In the book, Critters: Adventures In Wildest Suburbia by A.B.C. Whipple, published by St. Martin’s Press, 1994, states on page 41, paragraph 3, that ” C. Merriam Hart, a Naturalist, reported that a squirrel hearing a musical instrument or recording often drops whatever it is eating, stands upright, and leans forward, moving it’s head from side to side in rapt absorption as it listens to the melody. ”
This is just one example, but it seems to me that animals have more to them than just instinct and survival mode. They love, they play, they cry, they grieve, they show joy, happiness and affection and they let you know in no uncertain terms when they are angry, perplexed or frustrated. It would, after seeing an animal clearly being moved by music, be impossible for me to kill and eat it without regret.
Animals, as first stated in the book of Genesis, were created before the creation of man. It was the privilege of the first man, Adam, to name each animal. This must have taken a lot of observation on his part to get the name to fit the animal. Adam and the animals were vegetarians. It was only after the flood that Noah and his family were permitted to eat animals. The flood had changed the world! The fact that God now permitted the eating of animals may have been for the nutritional benefit of mankind. I have tried to imagine what that first meal would have been like. I can only compare it to my first experience with eating venison stew. I was a young girl and it was our custom to eat Sunday dinner at my grandparents house where we usually had spaghetti and meatballs. I had no idea my grandmother made them out of beef, pork and lamb. I’ ll get to that in a second. This day, my great uncle had brought her the meat from a deer he had shot. She made it into a stew, but did not tell us until we were engaged in eating. I was appalled! Not Bambi! I felt sick to my stomach! It was then she told me about the meatballs! So, at that moment, I was transformed into a vegetarian. I would never eat meat again!
However, being a vegetarian is more than just not eating meat, and I soon found myself anemic. So the doctor’s advice was to eat beef, which I did, but only beef for health reasons. In time however, I took on chicken, fish and turkey. But I drew the line at other animals for emotional and ethical reasons.
I would also like to point out, however, that humans had no longer lives for being meat eaters. The idea that vegetarians are somehow “better” however than meat – eating humans can not be true because at the time of the flood the Bible states that the people were very wicked.
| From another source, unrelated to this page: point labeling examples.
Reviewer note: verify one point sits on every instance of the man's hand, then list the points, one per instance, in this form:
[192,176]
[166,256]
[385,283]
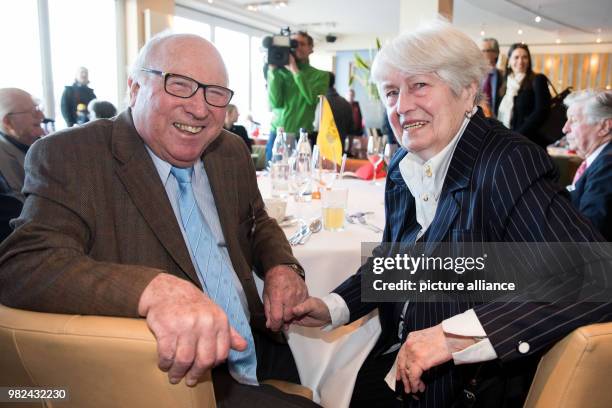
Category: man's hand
[192,332]
[312,313]
[292,66]
[283,289]
[424,349]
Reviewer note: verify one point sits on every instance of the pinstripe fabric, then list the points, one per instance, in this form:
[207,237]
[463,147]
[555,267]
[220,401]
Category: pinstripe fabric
[499,188]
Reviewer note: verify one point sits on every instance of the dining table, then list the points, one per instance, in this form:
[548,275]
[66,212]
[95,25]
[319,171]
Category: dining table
[328,360]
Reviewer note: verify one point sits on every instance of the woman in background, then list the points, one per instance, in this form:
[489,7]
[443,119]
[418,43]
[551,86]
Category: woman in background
[526,102]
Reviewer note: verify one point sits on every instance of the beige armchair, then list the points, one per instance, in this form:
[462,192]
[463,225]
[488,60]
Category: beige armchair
[102,361]
[576,372]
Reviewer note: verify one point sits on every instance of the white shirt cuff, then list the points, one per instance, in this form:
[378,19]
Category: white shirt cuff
[338,310]
[467,324]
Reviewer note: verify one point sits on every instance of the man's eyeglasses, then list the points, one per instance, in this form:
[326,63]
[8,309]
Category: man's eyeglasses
[185,87]
[33,111]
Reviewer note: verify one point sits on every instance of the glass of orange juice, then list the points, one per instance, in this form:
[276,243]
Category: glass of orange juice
[334,207]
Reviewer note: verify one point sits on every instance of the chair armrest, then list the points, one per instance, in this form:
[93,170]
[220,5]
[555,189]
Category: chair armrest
[102,361]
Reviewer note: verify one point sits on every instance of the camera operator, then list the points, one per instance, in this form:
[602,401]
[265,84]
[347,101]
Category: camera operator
[293,90]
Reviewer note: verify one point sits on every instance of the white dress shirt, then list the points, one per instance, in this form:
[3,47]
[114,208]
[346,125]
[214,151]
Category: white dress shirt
[208,209]
[591,157]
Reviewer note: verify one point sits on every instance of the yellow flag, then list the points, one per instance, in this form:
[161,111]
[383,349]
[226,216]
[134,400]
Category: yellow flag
[328,138]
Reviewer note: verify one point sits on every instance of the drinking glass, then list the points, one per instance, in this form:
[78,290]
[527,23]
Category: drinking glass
[324,168]
[390,149]
[375,153]
[334,207]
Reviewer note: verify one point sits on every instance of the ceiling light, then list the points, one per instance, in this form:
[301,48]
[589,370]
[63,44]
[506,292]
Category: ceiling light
[263,4]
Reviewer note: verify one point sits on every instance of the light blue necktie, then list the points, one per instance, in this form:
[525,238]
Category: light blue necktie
[215,276]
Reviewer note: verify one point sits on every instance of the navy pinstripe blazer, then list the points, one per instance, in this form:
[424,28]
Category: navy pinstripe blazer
[500,187]
[593,193]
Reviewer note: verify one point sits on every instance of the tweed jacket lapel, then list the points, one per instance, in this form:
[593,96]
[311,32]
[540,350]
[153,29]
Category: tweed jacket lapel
[457,180]
[137,172]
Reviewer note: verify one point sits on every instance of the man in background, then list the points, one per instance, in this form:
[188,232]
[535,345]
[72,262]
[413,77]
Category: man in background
[342,111]
[293,90]
[492,83]
[101,109]
[75,94]
[20,120]
[589,132]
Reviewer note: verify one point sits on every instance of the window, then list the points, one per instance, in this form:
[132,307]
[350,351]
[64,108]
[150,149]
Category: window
[83,41]
[19,33]
[234,48]
[240,48]
[259,91]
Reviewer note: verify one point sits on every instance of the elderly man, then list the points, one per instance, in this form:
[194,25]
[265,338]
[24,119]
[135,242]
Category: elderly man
[75,94]
[589,131]
[20,119]
[493,80]
[460,178]
[156,213]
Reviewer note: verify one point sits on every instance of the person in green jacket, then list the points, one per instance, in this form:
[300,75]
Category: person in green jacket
[293,91]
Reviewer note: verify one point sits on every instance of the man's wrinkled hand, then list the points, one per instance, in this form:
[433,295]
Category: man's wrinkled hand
[283,289]
[312,313]
[424,349]
[193,333]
Being organic vegetarians did not create in them a pure, clean mind and heart, for they were destroyed by God for their wickedness. They were unrepentant sinners. Only Noah and his family proved upright and righteous. So, clearly, what they ate at that time, did not alter their ability to be obedient loyal worshippers of God.
What about today? Today, we are living in a contaminated world. And there is information that is out there that links what we consume with our eyes, ears, mouth, skin, lungs and conscience affects our heart and mind in both a literal and figurative way. And so those of us who want to be healthy put our time, energy and resources into living as clean of a life as humanly possible. Does this make us closer to God? It depends. A healthy person surely has more energy and a clearer mind to devote to God, but I have seen very ill individuals die with an unmovable faith in their Heavenly Father. Toxins can make it harder to control your imperfect sinful self, but only God knows the mind and heart of each soul. Nevertheless, it certainly shows respect for the vessel God gave you and for the Life he created by treating it as best as possible. The more we eat whole foods, the less likely we will be influenced by the corrupt system that houses the food industry. But again, remember, the people of Noah’s day? They were organic sinners. What they ate did not determine righteousness. Nor should we today believe that we will be less sinful by what we eat. It is whether or not we are pleasing to God that matters.